8. Production Hardening¶
Your full stack is deployed: agent, MCP server, gateway, UI, and code execution sandbox. Everything works in development. This final module covers what it takes to run the stack in production -- secrets management, FIPS compliance, authentication, security policy, resource limits, and monitoring.
FIPS compliance¶
Federal Information Processing Standards (FIPS 140-2/140-3) mandate the use of validated cryptographic modules. FIPS compliance is required for U.S. government workloads and many enterprise environments. If your OpenShift cluster runs with FIPS mode enabled, every container in the cluster must use FIPS-validated crypto.
Red Hat UBI base images are FIPS-capable out of the box. When the host kernel
has fips=1 set, UBI's OpenSSL automatically restricts itself to
FIPS-validated algorithms. No application-level configuration is needed.
To verify FIPS mode is active in a running pod:
A return value of 1 means FIPS mode is active. A return value of 0 means
the host kernel does not have FIPS enabled.
What breaks under FIPS
MD5 hashing raises an error unless called with usedforsecurity=False.
TLS is restricted to AEAD cipher suites (AES-GCM, AES-CCM).
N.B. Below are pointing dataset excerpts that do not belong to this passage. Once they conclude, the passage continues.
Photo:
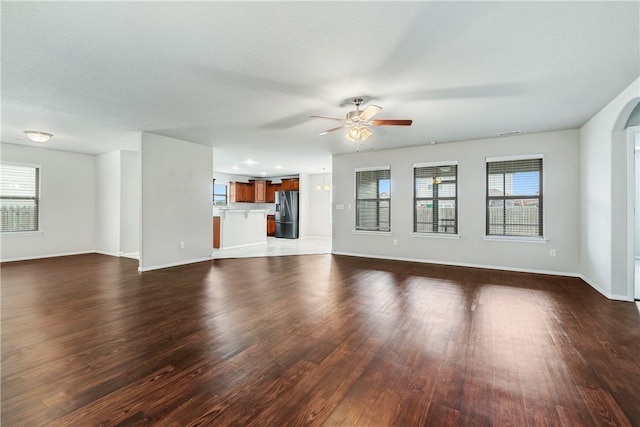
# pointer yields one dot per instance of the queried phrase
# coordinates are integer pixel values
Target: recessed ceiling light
(37, 136)
(514, 132)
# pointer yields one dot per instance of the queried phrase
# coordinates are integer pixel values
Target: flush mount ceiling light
(37, 136)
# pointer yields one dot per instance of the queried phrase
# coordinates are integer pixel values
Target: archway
(626, 198)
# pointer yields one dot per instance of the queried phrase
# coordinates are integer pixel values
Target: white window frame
(357, 230)
(524, 239)
(444, 235)
(38, 200)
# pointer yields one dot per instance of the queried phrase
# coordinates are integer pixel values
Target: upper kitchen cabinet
(241, 192)
(260, 190)
(271, 191)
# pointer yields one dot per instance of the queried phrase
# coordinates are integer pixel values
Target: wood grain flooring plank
(320, 340)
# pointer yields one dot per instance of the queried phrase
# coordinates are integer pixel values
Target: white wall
(561, 205)
(319, 206)
(129, 203)
(176, 202)
(603, 224)
(108, 203)
(67, 204)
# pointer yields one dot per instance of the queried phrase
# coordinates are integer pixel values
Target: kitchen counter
(242, 227)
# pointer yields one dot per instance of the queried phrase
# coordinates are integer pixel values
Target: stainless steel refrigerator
(287, 214)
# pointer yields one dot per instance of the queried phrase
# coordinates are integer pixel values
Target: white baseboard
(47, 256)
(243, 246)
(132, 255)
(108, 253)
(463, 264)
(173, 264)
(609, 295)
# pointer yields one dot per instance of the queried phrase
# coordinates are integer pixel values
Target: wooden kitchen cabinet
(271, 225)
(260, 190)
(241, 192)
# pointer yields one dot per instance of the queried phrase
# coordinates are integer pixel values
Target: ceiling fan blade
(333, 130)
(328, 118)
(369, 112)
(391, 122)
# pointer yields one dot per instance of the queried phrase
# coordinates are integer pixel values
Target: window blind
(373, 200)
(435, 199)
(19, 198)
(514, 198)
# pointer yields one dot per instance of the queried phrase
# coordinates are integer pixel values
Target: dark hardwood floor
(311, 340)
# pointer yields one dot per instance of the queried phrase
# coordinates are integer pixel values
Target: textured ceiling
(243, 77)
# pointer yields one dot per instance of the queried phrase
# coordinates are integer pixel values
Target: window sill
(375, 233)
(516, 239)
(436, 235)
(21, 233)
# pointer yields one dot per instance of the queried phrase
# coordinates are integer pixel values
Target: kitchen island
(242, 227)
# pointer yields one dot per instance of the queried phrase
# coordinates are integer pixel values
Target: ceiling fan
(358, 121)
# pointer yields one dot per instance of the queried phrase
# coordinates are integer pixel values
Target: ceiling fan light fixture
(365, 133)
(37, 136)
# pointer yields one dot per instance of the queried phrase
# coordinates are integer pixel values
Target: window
(19, 198)
(373, 199)
(435, 198)
(219, 195)
(514, 197)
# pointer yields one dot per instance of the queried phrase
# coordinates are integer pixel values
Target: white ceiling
(243, 77)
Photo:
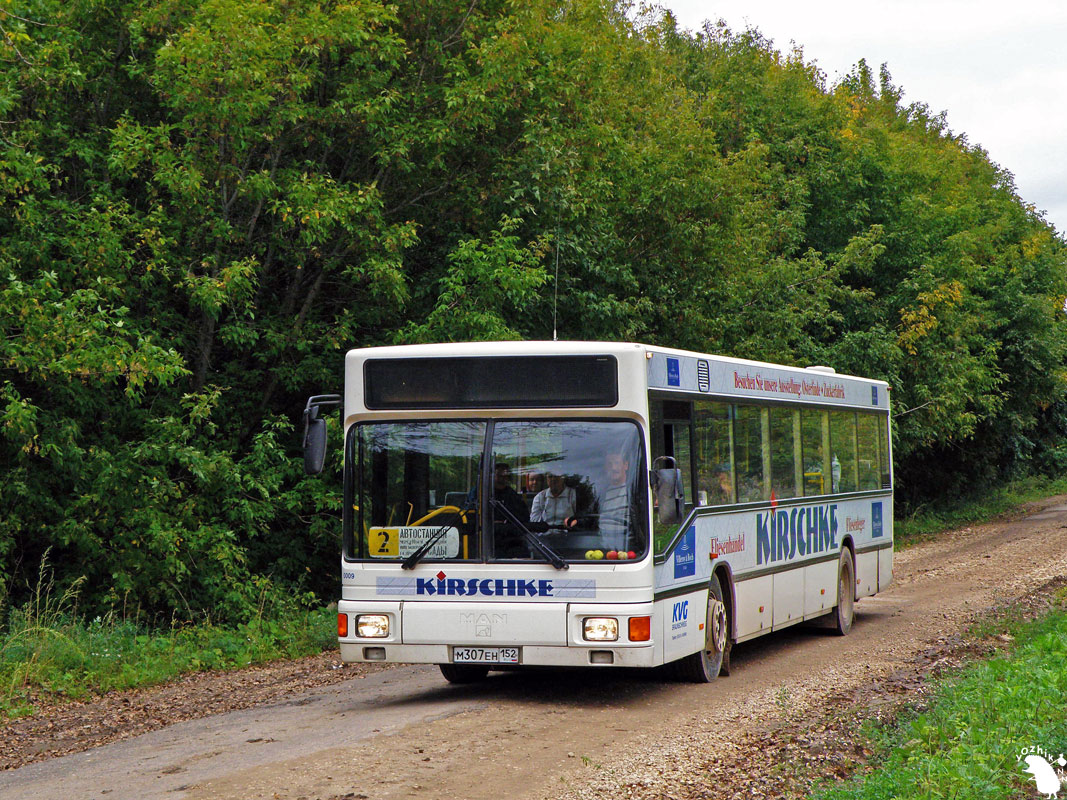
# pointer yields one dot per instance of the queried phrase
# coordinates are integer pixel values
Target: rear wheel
(844, 613)
(705, 666)
(463, 673)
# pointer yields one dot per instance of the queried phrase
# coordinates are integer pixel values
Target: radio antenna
(555, 288)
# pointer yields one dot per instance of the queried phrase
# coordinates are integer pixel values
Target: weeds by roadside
(927, 522)
(48, 650)
(968, 737)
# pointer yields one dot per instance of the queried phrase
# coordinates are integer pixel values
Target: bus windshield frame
(578, 484)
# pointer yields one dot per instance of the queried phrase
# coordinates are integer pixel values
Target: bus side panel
(753, 606)
(684, 624)
(821, 588)
(787, 597)
(866, 573)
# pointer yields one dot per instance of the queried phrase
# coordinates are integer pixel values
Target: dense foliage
(203, 203)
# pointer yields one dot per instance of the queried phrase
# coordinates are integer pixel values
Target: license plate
(486, 655)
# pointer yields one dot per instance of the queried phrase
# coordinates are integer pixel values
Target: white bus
(591, 504)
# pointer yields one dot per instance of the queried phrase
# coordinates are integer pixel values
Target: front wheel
(463, 673)
(845, 611)
(705, 666)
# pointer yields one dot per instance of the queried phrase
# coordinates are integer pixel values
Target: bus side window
(749, 442)
(714, 436)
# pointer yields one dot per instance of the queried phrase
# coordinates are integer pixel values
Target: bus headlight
(372, 626)
(600, 629)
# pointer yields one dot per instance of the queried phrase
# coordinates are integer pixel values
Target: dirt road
(404, 733)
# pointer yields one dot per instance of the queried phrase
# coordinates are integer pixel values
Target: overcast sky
(998, 67)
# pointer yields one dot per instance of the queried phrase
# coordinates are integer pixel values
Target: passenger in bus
(720, 492)
(555, 505)
(509, 540)
(535, 484)
(612, 510)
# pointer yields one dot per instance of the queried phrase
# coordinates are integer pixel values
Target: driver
(555, 505)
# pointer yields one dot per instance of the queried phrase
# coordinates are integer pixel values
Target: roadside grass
(927, 521)
(49, 653)
(969, 740)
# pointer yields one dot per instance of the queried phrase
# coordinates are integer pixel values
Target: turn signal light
(640, 628)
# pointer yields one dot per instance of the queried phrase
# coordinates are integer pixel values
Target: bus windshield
(578, 485)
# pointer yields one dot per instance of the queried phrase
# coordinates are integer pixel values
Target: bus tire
(705, 666)
(463, 673)
(845, 611)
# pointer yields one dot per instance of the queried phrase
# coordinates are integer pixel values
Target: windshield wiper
(546, 553)
(414, 558)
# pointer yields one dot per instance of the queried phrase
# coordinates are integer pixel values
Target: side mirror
(667, 485)
(315, 431)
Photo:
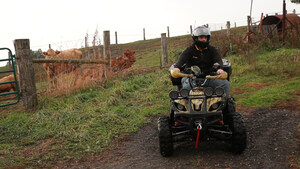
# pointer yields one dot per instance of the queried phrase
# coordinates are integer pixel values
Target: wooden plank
(82, 61)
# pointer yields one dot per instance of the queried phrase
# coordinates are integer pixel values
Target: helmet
(201, 30)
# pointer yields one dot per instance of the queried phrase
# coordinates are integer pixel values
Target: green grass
(278, 70)
(87, 121)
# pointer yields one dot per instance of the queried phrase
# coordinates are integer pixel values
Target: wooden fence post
(164, 50)
(248, 23)
(116, 35)
(9, 62)
(26, 73)
(228, 29)
(168, 31)
(106, 50)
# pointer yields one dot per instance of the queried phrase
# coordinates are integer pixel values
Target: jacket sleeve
(216, 56)
(180, 64)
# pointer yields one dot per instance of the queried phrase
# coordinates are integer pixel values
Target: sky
(64, 24)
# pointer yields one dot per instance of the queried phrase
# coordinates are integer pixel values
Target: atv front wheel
(239, 135)
(165, 136)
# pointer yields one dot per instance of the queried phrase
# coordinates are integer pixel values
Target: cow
(55, 69)
(7, 87)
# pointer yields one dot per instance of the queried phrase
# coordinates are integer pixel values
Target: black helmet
(201, 30)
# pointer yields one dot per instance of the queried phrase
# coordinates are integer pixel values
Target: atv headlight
(180, 107)
(219, 91)
(184, 92)
(214, 106)
(208, 91)
(173, 94)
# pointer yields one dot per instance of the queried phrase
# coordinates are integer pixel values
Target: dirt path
(273, 142)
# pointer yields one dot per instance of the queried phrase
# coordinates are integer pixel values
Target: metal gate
(9, 69)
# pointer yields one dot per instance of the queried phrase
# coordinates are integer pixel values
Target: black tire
(239, 135)
(165, 136)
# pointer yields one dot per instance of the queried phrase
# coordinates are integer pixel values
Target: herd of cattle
(55, 70)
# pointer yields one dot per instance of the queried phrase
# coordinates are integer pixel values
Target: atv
(201, 114)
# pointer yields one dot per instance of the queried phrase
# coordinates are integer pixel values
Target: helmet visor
(201, 30)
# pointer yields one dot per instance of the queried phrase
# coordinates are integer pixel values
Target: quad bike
(201, 114)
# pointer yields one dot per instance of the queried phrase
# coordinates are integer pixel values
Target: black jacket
(204, 59)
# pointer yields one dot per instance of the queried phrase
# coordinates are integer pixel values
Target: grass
(274, 77)
(87, 121)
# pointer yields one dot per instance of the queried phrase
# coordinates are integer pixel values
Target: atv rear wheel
(239, 135)
(165, 136)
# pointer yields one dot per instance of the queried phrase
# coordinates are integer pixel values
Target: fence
(95, 63)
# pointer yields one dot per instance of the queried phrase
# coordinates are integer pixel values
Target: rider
(201, 54)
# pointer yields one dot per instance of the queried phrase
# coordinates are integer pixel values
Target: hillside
(67, 129)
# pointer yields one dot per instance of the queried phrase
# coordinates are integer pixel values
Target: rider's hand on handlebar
(220, 71)
(176, 70)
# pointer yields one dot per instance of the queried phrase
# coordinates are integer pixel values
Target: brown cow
(54, 69)
(7, 87)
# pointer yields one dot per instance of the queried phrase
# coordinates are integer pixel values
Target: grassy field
(87, 121)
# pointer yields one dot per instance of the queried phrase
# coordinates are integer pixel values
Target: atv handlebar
(176, 74)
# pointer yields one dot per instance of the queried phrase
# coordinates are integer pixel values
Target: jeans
(214, 83)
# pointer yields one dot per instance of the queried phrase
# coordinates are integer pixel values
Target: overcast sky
(65, 23)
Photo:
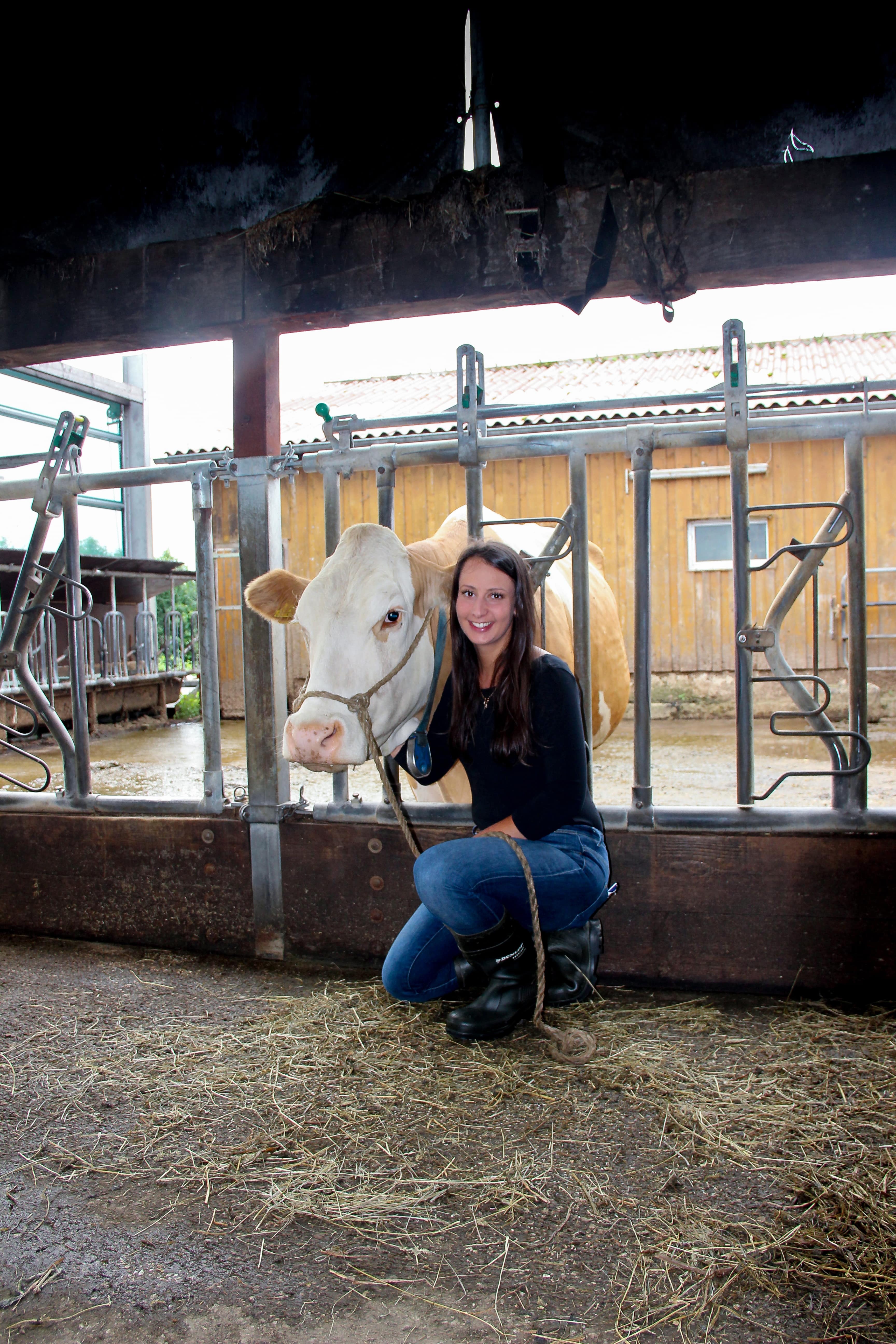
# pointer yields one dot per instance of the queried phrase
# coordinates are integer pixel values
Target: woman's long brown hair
(512, 734)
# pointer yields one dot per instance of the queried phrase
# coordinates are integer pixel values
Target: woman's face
(486, 601)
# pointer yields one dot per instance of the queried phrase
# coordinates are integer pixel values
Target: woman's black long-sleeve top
(546, 794)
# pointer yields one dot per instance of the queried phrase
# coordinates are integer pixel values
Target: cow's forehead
(369, 568)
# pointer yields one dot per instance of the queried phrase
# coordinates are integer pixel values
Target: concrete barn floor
(694, 762)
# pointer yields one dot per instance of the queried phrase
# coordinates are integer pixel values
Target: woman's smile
(486, 605)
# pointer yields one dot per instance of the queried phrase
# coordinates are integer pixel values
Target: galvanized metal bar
(855, 789)
(541, 568)
(77, 651)
(209, 683)
(688, 820)
(386, 517)
(332, 510)
(264, 646)
(643, 810)
(332, 533)
(479, 97)
(135, 453)
(473, 482)
(34, 418)
(582, 592)
(386, 495)
(256, 443)
(362, 424)
(734, 347)
(507, 445)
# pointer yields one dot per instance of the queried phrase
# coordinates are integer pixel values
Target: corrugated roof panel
(827, 359)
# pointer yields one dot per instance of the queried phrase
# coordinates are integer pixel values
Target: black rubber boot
(471, 980)
(506, 959)
(571, 963)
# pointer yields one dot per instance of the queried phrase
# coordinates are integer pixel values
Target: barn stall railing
(89, 643)
(727, 421)
(475, 439)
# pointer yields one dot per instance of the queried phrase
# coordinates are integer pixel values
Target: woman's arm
(557, 726)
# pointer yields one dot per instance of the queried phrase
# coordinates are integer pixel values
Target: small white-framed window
(710, 542)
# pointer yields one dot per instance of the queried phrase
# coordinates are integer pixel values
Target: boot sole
(464, 1039)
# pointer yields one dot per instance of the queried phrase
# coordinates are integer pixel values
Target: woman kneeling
(512, 716)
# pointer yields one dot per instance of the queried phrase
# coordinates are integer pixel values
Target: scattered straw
(346, 1108)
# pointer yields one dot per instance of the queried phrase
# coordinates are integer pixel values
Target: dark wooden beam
(256, 392)
(463, 247)
(698, 912)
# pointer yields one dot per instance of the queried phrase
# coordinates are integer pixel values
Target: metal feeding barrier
(471, 435)
(99, 650)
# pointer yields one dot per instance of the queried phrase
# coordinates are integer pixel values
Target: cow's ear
(432, 584)
(276, 594)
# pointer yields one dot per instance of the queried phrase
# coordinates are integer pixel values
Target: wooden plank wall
(692, 612)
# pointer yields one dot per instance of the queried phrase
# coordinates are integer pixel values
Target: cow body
(362, 612)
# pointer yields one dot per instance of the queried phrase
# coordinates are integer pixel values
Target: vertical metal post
(209, 685)
(734, 350)
(332, 533)
(332, 510)
(386, 518)
(581, 589)
(475, 502)
(256, 440)
(386, 495)
(77, 651)
(471, 394)
(135, 452)
(852, 792)
(641, 811)
(479, 97)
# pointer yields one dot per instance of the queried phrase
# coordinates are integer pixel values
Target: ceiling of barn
(326, 185)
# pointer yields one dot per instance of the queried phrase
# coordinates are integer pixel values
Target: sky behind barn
(190, 389)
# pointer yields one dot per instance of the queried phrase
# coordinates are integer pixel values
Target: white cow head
(358, 618)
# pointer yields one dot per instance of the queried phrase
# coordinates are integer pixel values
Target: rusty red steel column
(256, 441)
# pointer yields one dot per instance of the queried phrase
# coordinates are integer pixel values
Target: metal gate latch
(757, 639)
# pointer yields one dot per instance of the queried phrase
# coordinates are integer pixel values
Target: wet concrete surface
(694, 762)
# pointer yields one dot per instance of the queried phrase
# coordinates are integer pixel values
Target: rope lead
(573, 1046)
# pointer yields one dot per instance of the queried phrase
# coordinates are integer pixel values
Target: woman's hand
(504, 827)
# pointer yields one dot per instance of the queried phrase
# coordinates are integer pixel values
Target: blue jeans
(468, 885)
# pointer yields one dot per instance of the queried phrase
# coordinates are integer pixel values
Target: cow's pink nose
(315, 744)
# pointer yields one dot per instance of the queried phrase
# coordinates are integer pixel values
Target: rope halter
(361, 706)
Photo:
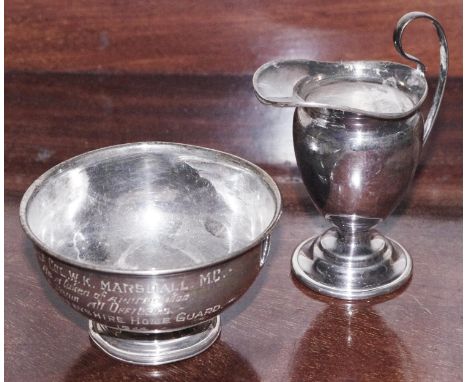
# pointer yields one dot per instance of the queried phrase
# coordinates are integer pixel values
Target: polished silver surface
(358, 136)
(151, 241)
(155, 348)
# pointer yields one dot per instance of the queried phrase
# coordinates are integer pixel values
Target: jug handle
(397, 34)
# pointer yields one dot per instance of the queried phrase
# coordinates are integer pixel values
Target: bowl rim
(36, 185)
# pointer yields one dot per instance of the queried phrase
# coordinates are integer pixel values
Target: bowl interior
(149, 207)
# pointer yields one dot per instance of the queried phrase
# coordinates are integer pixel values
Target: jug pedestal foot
(352, 269)
(155, 348)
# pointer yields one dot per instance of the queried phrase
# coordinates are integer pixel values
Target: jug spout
(373, 88)
(376, 89)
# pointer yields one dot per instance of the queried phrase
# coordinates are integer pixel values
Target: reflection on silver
(151, 241)
(358, 134)
(147, 207)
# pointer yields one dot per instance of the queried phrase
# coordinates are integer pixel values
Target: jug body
(356, 168)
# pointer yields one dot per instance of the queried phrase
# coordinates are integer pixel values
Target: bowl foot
(155, 348)
(369, 268)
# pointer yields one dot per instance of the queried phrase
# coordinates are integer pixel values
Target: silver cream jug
(358, 135)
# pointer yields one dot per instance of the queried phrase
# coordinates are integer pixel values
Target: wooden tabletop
(279, 330)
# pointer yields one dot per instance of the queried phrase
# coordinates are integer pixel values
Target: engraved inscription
(128, 303)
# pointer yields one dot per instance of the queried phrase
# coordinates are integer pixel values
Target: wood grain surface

If your agent
calls an external endpoint that requires legacy ciphers (CBC, RC4), the TLS
handshake will fail. The fix is on the remote endpoint, not your agent.
The litellm migration¶
The framework originally used litellm as an LLM abstraction layer. Two problems forced a switch:
-
FIPS incompatibility. litellm's dependency tree pulls in cryptographic libraries that are not FIPS-validated. On a FIPS-enabled cluster, these libraries either fail at import time or silently use non-compliant algorithms.
-
Supply chain compromise. litellm versions
1.82.7and1.82.8were compromised in a supply chain attack (March 2026). The malicious versions exfiltrated API keys to an external endpoint.
The fix was straightforward: replace litellm with the openai async SDK.
vLLM, LlamaStack, llm-d, and most inference servers expose an
OpenAI-compatible API, so litellm's abstraction layer was adding complexity
without adding value. The result is a simpler dependency tree that is easier to
audit, FIPS-compliant, and free of supply chain risk.
Never install litellm 1.82.7 or 1.82.8
These versions are compromised. If you encounter them in a lockfile or
dependency tree, pin to >=1.83.0 or <=1.82.6.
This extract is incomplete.